The Golden Thread?
I made a reference to Lucie Manette in one of my previous posts. I thought of her again as I was re-reading "The Goblin Market". Lucie is a typical Victorian female from A Tale of Two Cities. Her blonde hair is the "golden thread" that links and binds the characters through love, while her foil, Madame DeFarge knits them together with the black wool of hate and revenge.
I notice in Rosetti's poem there is a reference to a lock of golden hair, the lock that Laura uses to pay for the fruit.
But sweet-tooth Laura spoke in haste:
"Good folk, I have no coin;
To take were to purloin:
I have no copper in my purse,
I have no silver either,
And all my gold is on the furze
That shakes in windy weather
Above the rusty heather."
"You have much gold upon your head,"
They answered altogether:
"Buy from us with a golden curl."
She clipped a precious golden lock,
She dropped a tear more rare than pearl,
Then sucked their fruit globes fair or red:
I wonder what this gold hair might have represented to the Victorians.
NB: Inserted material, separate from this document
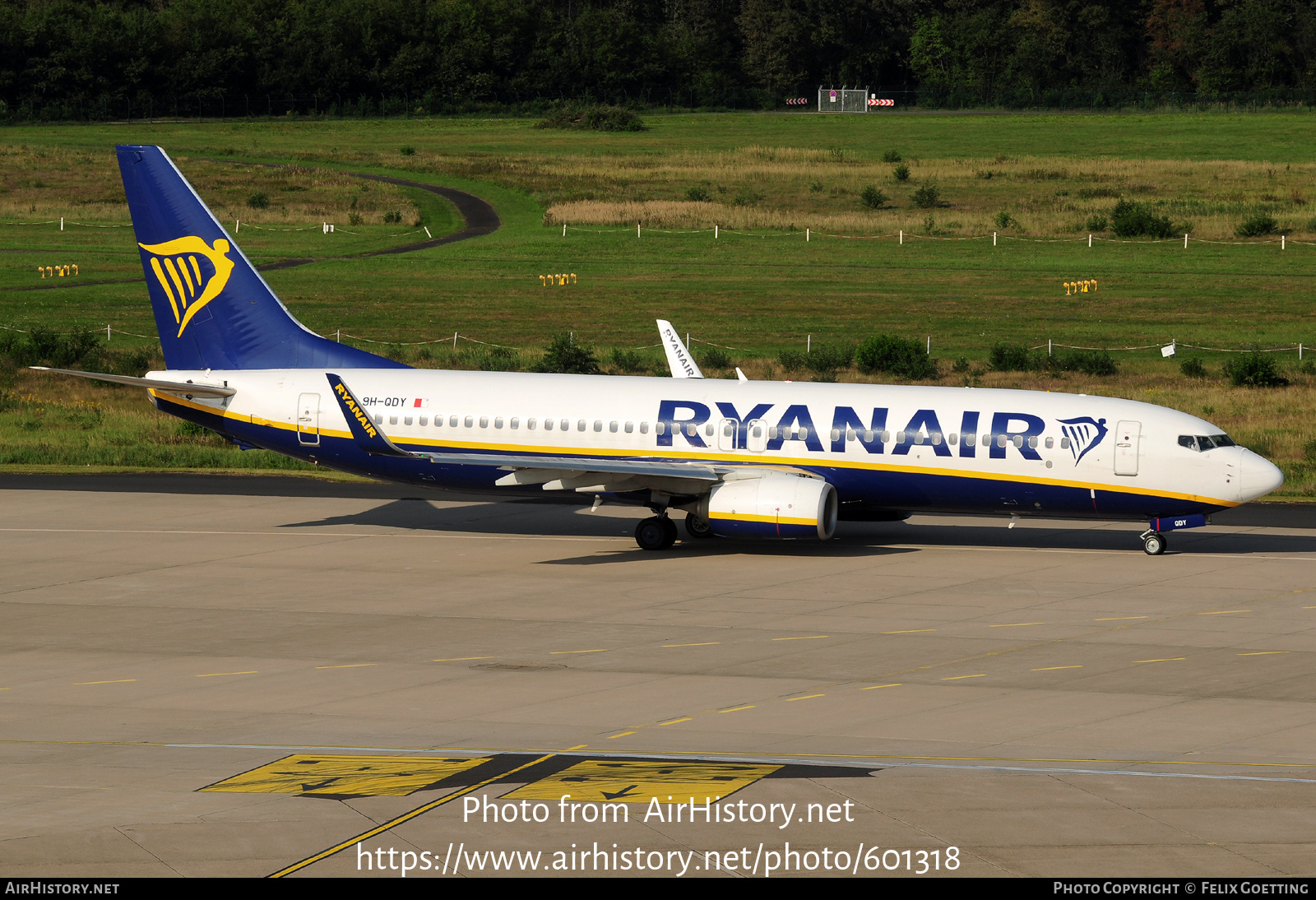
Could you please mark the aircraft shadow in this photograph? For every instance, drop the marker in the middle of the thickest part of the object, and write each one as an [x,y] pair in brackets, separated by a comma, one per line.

Here it seems to be something refined and innocent that Laura sacrifices. With Lucie, it is her care, concern, and love--her womanly gift to care for her family and her nest.
There are also references to nests in Rosetti's poem. (?)
I can't put it into words (that's what poetry is for I suppose) but both works seem to capture the special, almost unwordly, qualities the Victorians assigned to women. Victorians embraced the feminine so much that no woman could live up to the ideal. And of course, many women were trapped by it as well.
....But, it seems sad that some of it has been lost. To be a liberated woman in our time, we are often expected to look and act like men. Our feminine characteristics are seen as weak. Have you even been scoffed at when people find out that you are a knitter? Why? I have read a lot of Nathaniel Hawthorne. He longed for a different standard for feminity and admired the hardiness, strength, and grace of early colonial women. He complained that the Victorian woman had become weak and superficial. Why did this happen? Would Rosetti agree with Hawthorne's assessment? I am not sure.